Events from the 5th century in England.

Events
 401
 Stilicho withdraws troops from Britain, and abandons forts on the Yorkshire coast.
 402
 Last issue of Roman coinage in Britain.
 405
 Niall of the Nine Hostages leads Irish raids along the south coast.
 407
 Army in Britain proclaims Constantine III as Emperor.
 409
 Army rebels against Constantine.
 Saxons raid Britain.
 410
 Emperor Honorius recalls the last legions from Britain.
 429
 The Pope sends Saint Germanus to Britain, who defeats the Pelagians in public debate.
c.430
 Vortigern, supposed king of the Britons, allows Anglo-Saxon mercenaries to settle on the Isle of Thanet.

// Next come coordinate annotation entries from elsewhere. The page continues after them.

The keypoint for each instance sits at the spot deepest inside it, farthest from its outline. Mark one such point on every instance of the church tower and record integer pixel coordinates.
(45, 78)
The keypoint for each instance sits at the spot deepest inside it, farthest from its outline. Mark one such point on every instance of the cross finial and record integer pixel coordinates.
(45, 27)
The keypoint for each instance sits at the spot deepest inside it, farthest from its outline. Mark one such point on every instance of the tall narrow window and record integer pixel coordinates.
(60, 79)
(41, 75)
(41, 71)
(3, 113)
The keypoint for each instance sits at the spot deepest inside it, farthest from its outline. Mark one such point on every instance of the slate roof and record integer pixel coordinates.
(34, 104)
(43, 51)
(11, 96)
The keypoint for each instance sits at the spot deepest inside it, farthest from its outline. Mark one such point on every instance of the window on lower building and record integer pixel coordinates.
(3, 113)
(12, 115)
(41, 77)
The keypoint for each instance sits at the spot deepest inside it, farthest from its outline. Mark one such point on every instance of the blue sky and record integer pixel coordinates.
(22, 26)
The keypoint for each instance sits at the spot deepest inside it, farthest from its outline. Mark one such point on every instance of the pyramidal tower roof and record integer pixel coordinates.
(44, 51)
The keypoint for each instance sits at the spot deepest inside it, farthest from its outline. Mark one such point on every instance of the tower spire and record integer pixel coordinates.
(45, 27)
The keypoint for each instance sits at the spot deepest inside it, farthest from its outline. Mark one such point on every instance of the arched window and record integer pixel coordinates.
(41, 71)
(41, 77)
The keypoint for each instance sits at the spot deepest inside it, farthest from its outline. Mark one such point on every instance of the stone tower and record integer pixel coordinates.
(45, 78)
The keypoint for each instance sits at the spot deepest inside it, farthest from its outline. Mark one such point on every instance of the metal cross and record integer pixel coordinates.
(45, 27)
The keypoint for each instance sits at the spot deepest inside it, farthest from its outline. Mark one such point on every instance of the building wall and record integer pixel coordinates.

 Fastidius completes his work On the Christian Life.
 433
 The Britons call the Angles to come and help them as mercenaries against the Picts.
 446
 The "Groans of the Britons": Britons appeal (possibly to the Consul Flavius Aetius) for the Roman army to come back to Britain.
 447
 Saint Germanus returns to Britain and exiles Pelagian heretics.
 449 (traditional date)
 Vortigern, supposed king of the Britons, invites Hengist and Horsa, by tradition chieftains of the Jutes, to form a military alliance against the Picts and Scoti; by tradition, they land at Ebbsfleet, Thanet, so contributing to the Anglo-Saxon settlement of Britain (according to Bede).
 c.450
Hengist founds the Kingdom of Kent.
 455
 Battle of Aylesford: Hengist and Horsa defeat Vortigern, although Horsa dies in the battle.
 457
 Battle of Crayford: Hengist and Oisc of Kent (Æsc) defeat the Britons, driving them from Kent.
 466
 Battle of Wippedesfleot: Celtic Britons (Welsh) perhaps defeat the Anglo-Saxons (Jutes) under Hengist and Oisc in battle in Kent and confine them to the Isle of Thanet, but a dozen Welsh leaders are killed.
 473
 Hengist and Oisc again fight against the Britons.
 477
 Ælle lands at Selsey, and founds the Kingdom of Sussex.
 485
 Ælle fights against the Britons near the margin of Mearcræd's stream.
 491
 Ælle and his son Cissa besiege Anderitum, the Saxon Shore fort at Pevensey, and kill all the Britons there.
 495
 Cerdic, later the first King of Wessex, lands at Southampton.
 c.500
Battle of Mons Badonicus: Britons defeat advancing Saxons, and retain control of the north and west.